Due to COVID-19 safety procedures, some of these activities are modified and limited for social distancing.
“I’ve been coming to the REC Center since the first day of school,” said 18-year-old freshman Luke Flores.
Flores said he enjoys playing basketball with his friends between classes and running on the treadmill. Being vaccinated and seeing students wearing their masks made him feel comfortable and safe at the REC center.
Basketball activities had been suspended in 2021, but since Monday, basketball activities have resumed.
Flores said he played basketball at Melody Park instead.
“I recommend everyone to come to the REC Center if you are a student because it is so useful and a great tool to take advantage of,” Flores said. “I hope when COVID-19 gets better, I can join a basketball league in intramural sports.”
“A good idea for the recreation center to attract more students would be to extend their hours as some students have work or stay late after studying at the library,” said Jenny Mao, 26, who is returning to campus. for his graduate studies in the fall. after taking a break this semester
The REC Center is open Monday through Thursday from 6 a.m. to 9 p.m., Saturday from 9 a.m. to 5 p.m. and Sunday from noon to 5 p.m.
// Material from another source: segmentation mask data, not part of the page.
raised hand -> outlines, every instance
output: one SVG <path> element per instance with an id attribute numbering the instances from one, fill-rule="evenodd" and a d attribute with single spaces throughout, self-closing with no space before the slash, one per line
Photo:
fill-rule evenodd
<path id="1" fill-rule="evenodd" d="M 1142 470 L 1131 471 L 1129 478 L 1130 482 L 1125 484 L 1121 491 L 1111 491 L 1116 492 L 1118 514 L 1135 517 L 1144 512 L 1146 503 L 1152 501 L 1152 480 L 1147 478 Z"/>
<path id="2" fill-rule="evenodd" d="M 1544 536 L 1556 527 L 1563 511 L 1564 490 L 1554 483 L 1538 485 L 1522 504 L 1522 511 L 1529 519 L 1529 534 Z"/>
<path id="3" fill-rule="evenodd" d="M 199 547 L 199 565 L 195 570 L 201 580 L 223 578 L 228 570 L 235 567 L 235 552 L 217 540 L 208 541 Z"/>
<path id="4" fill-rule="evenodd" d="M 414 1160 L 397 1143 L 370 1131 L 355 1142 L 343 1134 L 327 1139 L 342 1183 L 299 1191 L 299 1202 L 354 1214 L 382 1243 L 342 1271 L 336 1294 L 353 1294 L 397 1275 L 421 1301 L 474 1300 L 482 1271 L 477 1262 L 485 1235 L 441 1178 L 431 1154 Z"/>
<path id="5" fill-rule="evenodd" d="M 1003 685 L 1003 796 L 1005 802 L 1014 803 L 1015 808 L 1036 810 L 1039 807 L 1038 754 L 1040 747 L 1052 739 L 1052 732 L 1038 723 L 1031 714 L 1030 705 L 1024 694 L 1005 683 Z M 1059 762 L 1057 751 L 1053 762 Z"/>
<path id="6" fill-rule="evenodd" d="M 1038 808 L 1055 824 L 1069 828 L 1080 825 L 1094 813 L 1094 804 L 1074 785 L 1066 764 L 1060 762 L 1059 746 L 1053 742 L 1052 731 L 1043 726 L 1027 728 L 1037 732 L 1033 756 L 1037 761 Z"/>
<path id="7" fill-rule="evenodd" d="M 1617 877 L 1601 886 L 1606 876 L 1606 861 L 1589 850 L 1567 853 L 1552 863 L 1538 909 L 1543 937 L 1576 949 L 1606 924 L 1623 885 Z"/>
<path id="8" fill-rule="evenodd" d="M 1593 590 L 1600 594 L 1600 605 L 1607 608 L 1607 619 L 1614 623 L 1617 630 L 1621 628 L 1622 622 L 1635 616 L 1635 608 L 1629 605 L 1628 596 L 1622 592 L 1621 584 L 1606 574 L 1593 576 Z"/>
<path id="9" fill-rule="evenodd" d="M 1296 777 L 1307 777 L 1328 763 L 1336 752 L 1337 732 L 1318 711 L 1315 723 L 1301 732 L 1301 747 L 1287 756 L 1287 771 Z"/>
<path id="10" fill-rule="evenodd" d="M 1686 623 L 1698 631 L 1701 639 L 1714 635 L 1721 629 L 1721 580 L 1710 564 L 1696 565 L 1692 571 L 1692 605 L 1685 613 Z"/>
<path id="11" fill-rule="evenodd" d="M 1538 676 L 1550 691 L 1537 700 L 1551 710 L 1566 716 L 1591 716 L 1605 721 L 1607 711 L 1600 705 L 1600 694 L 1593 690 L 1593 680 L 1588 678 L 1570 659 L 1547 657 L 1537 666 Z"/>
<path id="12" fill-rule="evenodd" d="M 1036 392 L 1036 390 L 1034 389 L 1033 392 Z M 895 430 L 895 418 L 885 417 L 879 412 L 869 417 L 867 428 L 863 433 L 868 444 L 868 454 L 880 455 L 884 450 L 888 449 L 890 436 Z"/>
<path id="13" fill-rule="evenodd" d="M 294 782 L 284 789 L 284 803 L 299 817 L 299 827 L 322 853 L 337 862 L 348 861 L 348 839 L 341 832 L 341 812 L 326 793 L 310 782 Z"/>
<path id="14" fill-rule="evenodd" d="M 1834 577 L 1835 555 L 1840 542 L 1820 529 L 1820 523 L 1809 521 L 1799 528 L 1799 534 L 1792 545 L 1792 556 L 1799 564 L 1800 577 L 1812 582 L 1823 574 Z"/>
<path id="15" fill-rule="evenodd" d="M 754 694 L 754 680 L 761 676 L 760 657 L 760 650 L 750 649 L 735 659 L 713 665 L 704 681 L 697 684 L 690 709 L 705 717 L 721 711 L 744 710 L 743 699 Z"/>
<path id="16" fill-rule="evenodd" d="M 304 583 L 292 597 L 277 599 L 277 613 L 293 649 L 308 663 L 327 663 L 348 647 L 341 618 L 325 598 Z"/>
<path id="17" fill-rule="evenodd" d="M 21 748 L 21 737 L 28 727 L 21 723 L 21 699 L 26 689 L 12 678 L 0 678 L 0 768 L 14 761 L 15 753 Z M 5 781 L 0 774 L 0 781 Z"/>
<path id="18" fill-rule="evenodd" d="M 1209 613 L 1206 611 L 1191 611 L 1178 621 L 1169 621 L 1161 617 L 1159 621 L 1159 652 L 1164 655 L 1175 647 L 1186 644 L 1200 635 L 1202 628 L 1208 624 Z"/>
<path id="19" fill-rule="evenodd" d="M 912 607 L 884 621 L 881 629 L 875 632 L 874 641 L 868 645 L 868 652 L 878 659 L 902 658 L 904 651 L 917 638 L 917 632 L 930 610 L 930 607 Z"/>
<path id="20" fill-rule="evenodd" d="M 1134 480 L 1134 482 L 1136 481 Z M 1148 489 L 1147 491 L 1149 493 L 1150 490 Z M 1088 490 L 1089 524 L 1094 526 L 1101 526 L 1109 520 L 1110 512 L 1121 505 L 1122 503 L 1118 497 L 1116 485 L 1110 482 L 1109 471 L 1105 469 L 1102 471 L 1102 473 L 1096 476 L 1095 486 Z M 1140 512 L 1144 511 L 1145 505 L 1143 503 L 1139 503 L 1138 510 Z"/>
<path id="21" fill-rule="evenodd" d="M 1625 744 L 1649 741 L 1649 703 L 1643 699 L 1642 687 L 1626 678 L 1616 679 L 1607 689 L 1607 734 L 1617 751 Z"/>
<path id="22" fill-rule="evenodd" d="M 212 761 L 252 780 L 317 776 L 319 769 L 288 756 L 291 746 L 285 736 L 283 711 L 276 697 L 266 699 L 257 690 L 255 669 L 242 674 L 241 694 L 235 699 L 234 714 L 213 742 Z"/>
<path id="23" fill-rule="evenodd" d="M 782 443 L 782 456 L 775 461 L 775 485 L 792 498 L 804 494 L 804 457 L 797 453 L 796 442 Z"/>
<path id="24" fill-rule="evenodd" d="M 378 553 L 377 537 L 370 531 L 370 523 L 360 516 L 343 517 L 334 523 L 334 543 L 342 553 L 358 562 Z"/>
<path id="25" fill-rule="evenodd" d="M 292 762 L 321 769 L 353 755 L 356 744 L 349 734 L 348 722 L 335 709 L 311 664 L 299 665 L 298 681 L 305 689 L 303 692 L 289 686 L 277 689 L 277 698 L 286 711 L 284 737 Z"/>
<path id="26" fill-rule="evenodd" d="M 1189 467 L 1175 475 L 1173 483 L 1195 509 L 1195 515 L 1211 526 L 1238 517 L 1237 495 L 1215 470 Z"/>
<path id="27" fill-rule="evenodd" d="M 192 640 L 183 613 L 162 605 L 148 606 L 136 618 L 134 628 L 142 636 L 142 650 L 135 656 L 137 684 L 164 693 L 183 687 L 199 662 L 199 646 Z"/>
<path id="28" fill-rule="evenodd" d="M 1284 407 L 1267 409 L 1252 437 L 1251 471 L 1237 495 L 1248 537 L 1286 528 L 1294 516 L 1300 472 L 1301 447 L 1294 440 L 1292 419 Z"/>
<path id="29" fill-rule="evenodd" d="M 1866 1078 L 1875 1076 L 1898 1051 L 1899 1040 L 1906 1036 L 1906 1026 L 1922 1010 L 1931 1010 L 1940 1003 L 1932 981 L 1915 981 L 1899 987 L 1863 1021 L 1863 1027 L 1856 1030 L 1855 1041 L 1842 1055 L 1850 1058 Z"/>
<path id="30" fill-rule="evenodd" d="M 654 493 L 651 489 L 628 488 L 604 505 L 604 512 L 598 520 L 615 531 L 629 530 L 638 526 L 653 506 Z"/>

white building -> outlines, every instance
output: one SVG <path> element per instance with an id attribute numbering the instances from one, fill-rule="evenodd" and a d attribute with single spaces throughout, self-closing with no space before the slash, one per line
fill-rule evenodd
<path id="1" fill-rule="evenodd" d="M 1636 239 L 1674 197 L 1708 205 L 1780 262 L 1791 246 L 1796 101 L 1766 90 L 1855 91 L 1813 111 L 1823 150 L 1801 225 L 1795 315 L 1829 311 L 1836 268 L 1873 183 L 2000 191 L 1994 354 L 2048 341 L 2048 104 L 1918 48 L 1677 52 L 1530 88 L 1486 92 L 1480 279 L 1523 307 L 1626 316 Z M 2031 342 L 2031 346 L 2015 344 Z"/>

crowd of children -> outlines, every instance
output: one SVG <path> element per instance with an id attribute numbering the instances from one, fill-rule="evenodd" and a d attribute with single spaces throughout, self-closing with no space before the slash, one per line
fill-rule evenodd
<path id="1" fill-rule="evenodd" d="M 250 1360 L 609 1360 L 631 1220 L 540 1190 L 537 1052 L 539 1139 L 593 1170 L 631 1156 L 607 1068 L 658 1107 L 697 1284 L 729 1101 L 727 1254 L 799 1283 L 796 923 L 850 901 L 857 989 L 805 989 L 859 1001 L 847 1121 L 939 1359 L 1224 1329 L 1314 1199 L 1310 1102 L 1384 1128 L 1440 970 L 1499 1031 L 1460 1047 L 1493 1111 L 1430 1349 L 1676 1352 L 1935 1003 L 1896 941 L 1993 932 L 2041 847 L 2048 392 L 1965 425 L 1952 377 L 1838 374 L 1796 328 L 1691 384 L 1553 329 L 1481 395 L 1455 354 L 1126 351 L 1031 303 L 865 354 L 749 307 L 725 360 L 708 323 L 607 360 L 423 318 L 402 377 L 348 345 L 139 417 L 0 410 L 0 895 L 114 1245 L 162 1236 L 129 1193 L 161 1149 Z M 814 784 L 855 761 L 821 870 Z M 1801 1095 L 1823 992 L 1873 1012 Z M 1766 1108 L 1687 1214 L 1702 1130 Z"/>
Monday was recorded as the busiest day, according to Peña. Just before opening, or before closing, is a good time to come to the gym when it’s less crowded, she also said.
“I’d rather go to an outdoor gym instead of the REC center because not all of my friends go to Fresno State,” Mao said.
She has been a member of Planet Fitness for three years with some of her friends cheering her on in and out of the gym.
“I went to the REC Center during the early years at Fresno State for cardio, weight training, basketball and table tennis,” said fifth-year student Alex Moun, 23.
Since everything was closed during COVID-19, Moun had no place to train. Once businesses started to reopen again, he found another gym outside of the school and got a membership since the REC Center was initially still closed.
“The Iron Office, a private gym I go to, is open 24 hours a day, has kilo plates, plus deadlift platforms and squat racks, dumbbells up to 200 pounds , free massage guns, pose room and the community is very close,” Moun said. “The REC Center is still a great place to go with the track and indoor courts.”
“As far as competition is concerned, whether students use the REC center or an outside gym source, the only goal is simply to be here for Fresno State students and faculty to take advantage of the facility” , Pena said.
The REC Center is working to increase its social media presence to give people a better idea of what’s on offer at the facility, according to Peña. She said that in addition to lifting weights, people can get involved in other activities, socialize and get to know other students safely.
“We would like to see more students using the facility. We are there for them, and this is the home of the Bulldogs,” Peña said.